Blockchain 101: Handling Data

•••

This is part of a larger series of articles about Blockchain. If this is the first article you come across, I strongly recommend starting from the beginning of the series.

Last time we met, we took a brief tour through the applications of ZK technology in Blockchain. If you recall, there were two main reasons why ZK is finding its way into Blockchains: fast verification, and small proofs.

Fast verification is easy to understand. The role of validators is to — you guessed it — validate blocks! So the faster they can get it done, the better it will be for the protocol overall.

That’s the theory, at least — there are some limitations to this, as we saw in the previous delivery!

But why exactly would small proofs be important? Well, there are essentially two things we should worry about. And as we’ll soon discover, these issues will catapult us right into the heart of today’s discussion: Data Availability.
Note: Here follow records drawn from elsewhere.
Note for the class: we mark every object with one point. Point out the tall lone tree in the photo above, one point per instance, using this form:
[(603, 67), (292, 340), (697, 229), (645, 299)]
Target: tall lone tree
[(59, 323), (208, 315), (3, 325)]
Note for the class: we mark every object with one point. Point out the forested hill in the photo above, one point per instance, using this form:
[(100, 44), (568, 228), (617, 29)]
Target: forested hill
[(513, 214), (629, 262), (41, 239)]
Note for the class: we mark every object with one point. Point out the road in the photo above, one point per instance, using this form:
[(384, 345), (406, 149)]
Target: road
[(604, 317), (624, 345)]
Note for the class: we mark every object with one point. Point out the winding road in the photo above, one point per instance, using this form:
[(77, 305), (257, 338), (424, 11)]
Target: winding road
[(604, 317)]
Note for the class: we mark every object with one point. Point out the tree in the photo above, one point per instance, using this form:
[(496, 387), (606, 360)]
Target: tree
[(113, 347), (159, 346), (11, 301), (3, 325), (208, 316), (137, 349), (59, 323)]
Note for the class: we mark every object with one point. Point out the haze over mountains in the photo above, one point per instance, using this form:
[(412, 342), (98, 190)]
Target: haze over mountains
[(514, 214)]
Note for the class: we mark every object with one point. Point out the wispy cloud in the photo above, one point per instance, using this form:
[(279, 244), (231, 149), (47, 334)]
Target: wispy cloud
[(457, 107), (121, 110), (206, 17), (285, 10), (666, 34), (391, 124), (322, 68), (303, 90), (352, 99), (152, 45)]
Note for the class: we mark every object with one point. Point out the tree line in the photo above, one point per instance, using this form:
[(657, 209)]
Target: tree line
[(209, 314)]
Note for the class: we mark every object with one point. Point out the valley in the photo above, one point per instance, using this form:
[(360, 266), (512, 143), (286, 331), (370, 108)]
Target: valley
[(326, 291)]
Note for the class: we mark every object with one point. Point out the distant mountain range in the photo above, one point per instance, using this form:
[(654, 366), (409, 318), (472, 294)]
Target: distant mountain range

So let’s start today’s discussion by touching upon this question.

Coffee ready? Let’s go!

•••

Data in Blockchain

Let’s talk about ZK rollups for a second.

As we already know, ZK rollups post proofs of their state transitions to their respective layer 1. This is of course done so that they avoid posting their full transaction history. But why does this matter?

Anything that’s posted on the layer 1 Blockchain will need to be checked by validators. And for this, information must be gossiped around, so that every validator has all the information they need to inspect and validate.

Thus, the first problem comes in the form of efficient communication: the more information they have to share between them, the slower the overall consensus will be.

This is true for any kind of information validators need to check. And since information is contained in blocks, there’s a balance we need to be mindful of:

How much information we stuff into blocks versus how slow the network will be

When designing a Blockchain, this is one of the key elements we need to worry about. To solve the problem, Blockchains in general impose limits on block size to keep their block times consistent.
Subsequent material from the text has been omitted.